A recent amendment1 to the new U.K. rules on how share-based awards held by internationally mobile employees (IMEs) are taxed, set to come into force on 6 April 2015, will potentially allow any amounts chargeable to U.K. income tax on the vesting of restricted shares to be reduced by any amounts that were charged to non-U.K. income tax on acquisition.
With the U.K. tax treatment of certain share incentives of IMEs changing, effective from 6 April 2015, existing awards will be affected, so that the U.K. tax treatment may differ from that which the assignee expects.
As discussed in Flash International Executive Alert 2014-032 (20 March 2014) Finance Bill 2014 is set to enact sweeping changes to the way in which share-based awards held by IMEs are taxed in the United Kingdom.
The Finance Bill received Royal Assent on 17 July 2014, becoming Finance Act, 2014.
The recent amendment concerning restricted shares is discussed below.
From 6 April 2015, IMEs will generally be charged to U.K. income tax on the proportion of the award that corresponds to the proportion of the ‘relevant period’ that the IME was working in the United Kingdom. For restricted shares, the ‘relevant period’ is generally the date of acquisition to the date of the chargeable event (e.g., when restrictions are removed).

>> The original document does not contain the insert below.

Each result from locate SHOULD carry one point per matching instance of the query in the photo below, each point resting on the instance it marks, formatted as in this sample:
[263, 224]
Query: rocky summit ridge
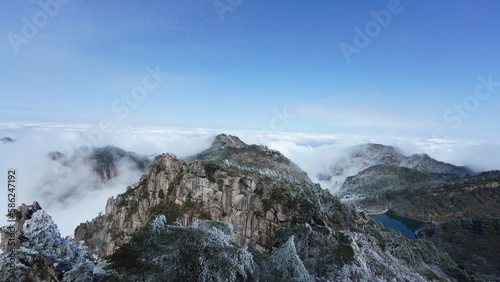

While it is expected that these changes will be broadly positive, they will result in some IMEs paying less U.K. income tax under the new rules and others paying more, depending on the type of award and the employee’s individual circumstances.
Potentially Adverse Outcome for U.K. Inbounds
For example, consider a U.K. inbound employee who acquired restricted shares before arriving in the United Kingdom. Since such an individual would not have had the opportunity to make an election to be chargeable to income tax only on acquisition, a charge to U.K. income tax would potentially arise on the vesting of restricted shares (i.e., when the restrictions lift) where such vesting occurs on or after 6 April 2015.
Under the original version of the legislation, although a foreign tax credit may have been available for foreign tax paid on acquisition under the treaty, U.K. tax would remain due on vesting under a number of scenarios including being due on a proportion of any growth in value, even if the employee was taxed on the full unrestricted market value of the shares at acquisition. Additionally, the U.K. tax rate may be greater than the foreign tax rate so that some U.K. tax may effectively be due on the amount taxed at acquisition.
Under a recent amendment to the legislation, when the individual is taxable overseas on the full unrestricted market value of shares at acquisition, U.K. tax will not be charged when the restrictions lift.
Please note that assignees from other countries that tax restricted shares on acquisition, but allow for a discount to be taken to reflect the restrictions attaching to the shares, will still be subject to some U.K. income tax on vesting.